Ik kan deze vraag evenmin in ontkennenden als in bevestigenden zin beantwoorden. Tegen het gevoelen van Prof. de Vries in, geloof ik aan de mogelijkheid, maar aan het feit zelf zou ik eerst dán gelooven, wanneer ik stellige zekerheid had.
Waarop nu berust dit geloof aan de mogelijkheid, dat tarwekorrels meer dan dertig eeuwen kiemkrachtig zouden kunnen blijven?
Eenvoudig op het niet te weerleggen feit, dat men vaak zaden zag kiemen die zeer oud moeten geweest zijn, en waaruit dus de slotsom mag worden getrokken, dat het leven zeer lang slapend in de zaden verborgen blijft.
Ook Prof, de Vries vervolgt zijn belangwekkend opstel met mededeelingen omtrent kieming van oude zaden, en haalt daarvan verscheidene voorbeelden aan.

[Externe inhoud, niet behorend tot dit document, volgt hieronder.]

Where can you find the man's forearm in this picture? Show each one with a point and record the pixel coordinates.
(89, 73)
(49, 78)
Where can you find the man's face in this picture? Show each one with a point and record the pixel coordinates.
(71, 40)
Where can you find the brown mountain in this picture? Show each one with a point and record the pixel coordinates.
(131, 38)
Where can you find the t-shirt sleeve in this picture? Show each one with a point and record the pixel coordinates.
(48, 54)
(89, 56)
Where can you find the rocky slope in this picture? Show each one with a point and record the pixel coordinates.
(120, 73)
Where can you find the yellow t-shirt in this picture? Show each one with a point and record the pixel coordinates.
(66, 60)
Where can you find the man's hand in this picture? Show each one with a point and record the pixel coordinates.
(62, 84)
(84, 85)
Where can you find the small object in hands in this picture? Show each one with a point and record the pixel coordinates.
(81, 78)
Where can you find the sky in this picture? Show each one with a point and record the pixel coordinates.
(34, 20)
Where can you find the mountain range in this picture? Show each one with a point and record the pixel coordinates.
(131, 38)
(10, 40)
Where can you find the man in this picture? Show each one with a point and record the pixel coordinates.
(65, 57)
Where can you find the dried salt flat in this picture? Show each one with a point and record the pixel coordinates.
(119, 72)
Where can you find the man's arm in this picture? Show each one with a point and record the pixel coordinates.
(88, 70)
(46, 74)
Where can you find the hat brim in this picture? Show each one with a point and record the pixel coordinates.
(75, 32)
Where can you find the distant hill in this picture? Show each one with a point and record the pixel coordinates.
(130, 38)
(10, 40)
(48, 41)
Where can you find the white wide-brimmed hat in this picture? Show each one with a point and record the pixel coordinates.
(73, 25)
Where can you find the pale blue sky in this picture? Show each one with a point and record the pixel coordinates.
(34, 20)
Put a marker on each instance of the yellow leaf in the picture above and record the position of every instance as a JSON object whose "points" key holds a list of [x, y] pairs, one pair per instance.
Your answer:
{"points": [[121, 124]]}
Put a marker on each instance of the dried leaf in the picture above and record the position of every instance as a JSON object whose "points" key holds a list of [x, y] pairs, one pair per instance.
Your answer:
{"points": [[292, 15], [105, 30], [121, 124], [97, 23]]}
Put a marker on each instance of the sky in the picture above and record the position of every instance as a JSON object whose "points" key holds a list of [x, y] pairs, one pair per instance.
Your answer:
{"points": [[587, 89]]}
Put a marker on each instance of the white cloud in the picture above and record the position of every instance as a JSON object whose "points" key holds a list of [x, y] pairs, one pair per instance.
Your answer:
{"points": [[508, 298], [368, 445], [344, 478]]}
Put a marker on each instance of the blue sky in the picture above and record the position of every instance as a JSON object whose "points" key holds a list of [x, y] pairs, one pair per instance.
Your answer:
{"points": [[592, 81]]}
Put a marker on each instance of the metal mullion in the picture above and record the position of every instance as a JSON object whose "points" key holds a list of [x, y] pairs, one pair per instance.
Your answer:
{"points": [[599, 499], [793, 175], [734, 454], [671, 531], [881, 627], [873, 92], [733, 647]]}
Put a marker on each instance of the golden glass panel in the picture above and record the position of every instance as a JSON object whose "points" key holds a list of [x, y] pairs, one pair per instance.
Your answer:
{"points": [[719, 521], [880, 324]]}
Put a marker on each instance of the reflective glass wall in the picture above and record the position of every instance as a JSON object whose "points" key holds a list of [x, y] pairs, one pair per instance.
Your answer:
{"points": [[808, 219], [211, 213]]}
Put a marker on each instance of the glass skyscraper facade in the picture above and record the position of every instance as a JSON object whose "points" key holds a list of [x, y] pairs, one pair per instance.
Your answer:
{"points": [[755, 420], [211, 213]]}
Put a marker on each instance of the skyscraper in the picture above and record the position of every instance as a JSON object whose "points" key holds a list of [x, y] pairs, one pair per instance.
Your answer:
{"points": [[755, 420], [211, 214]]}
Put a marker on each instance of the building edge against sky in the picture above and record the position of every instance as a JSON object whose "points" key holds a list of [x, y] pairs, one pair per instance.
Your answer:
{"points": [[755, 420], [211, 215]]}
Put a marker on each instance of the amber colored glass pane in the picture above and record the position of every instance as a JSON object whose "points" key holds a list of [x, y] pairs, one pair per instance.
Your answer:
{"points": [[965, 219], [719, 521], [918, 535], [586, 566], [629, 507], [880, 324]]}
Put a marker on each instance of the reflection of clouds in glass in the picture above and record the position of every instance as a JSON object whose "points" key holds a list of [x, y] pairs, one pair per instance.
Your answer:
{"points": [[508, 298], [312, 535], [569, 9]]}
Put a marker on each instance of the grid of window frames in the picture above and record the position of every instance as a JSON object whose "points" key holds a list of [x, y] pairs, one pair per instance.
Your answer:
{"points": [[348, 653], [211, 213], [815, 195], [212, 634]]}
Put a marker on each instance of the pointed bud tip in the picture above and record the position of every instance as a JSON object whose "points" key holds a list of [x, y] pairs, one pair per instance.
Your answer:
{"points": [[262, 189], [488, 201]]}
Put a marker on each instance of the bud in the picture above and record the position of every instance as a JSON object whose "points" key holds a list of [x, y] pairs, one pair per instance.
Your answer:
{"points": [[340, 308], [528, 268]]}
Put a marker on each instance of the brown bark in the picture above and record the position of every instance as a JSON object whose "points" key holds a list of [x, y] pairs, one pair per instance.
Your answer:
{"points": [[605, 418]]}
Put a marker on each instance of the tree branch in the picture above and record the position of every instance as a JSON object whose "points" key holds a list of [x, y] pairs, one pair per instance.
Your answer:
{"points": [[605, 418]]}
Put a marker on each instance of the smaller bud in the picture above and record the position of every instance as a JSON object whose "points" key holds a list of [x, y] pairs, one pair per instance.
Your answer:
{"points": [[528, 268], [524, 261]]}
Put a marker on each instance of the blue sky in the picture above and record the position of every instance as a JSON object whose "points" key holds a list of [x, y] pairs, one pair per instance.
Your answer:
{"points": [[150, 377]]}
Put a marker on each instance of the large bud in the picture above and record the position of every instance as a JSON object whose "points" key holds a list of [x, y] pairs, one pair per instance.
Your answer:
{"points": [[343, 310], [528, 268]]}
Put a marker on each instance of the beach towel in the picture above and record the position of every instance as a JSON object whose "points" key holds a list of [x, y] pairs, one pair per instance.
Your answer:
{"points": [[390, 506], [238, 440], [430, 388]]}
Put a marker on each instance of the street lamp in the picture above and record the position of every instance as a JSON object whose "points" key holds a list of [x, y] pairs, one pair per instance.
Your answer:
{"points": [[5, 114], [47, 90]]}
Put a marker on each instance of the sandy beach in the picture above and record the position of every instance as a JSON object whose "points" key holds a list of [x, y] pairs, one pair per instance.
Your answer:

Zoo vond men b.v. in een oud graf, bij Maidencastle, in Dorsethire, een geraamte, dat, blijkens de daarbij liggende munten, uit den Romeinschen tijd afkomstig was. Het lag omstreeks 1½ Meter diep onder den beganen grond, in een aardlaag, die klaarblijkelijk sedert het begraven van dat lijk niet meer omgespit was. In de buikholte vond men zaden, die, uitgezaaid, Frambozestruiken opleverden, welke later goede vruchten voortbrachten. Hieruit leidde men af dat die zaden minstens 1600—1700 jaar kiembaar gebleven waren. Zoo verkreeg men te Courdes, in Auvergne, in 1840 Kamilleplanten uit zaden, die men berekende 500 jaar oud te zijn, en te St. Lazare, in 1885, uit zaden in een aarden pot gevonden, die op groote diepte uit den grond tevoorschijn gekomen was, en blijkens de daarop voorkomende ornamenten uit den Gallischen tijd afkomstig moest zijn, planten van Mercurialis annua.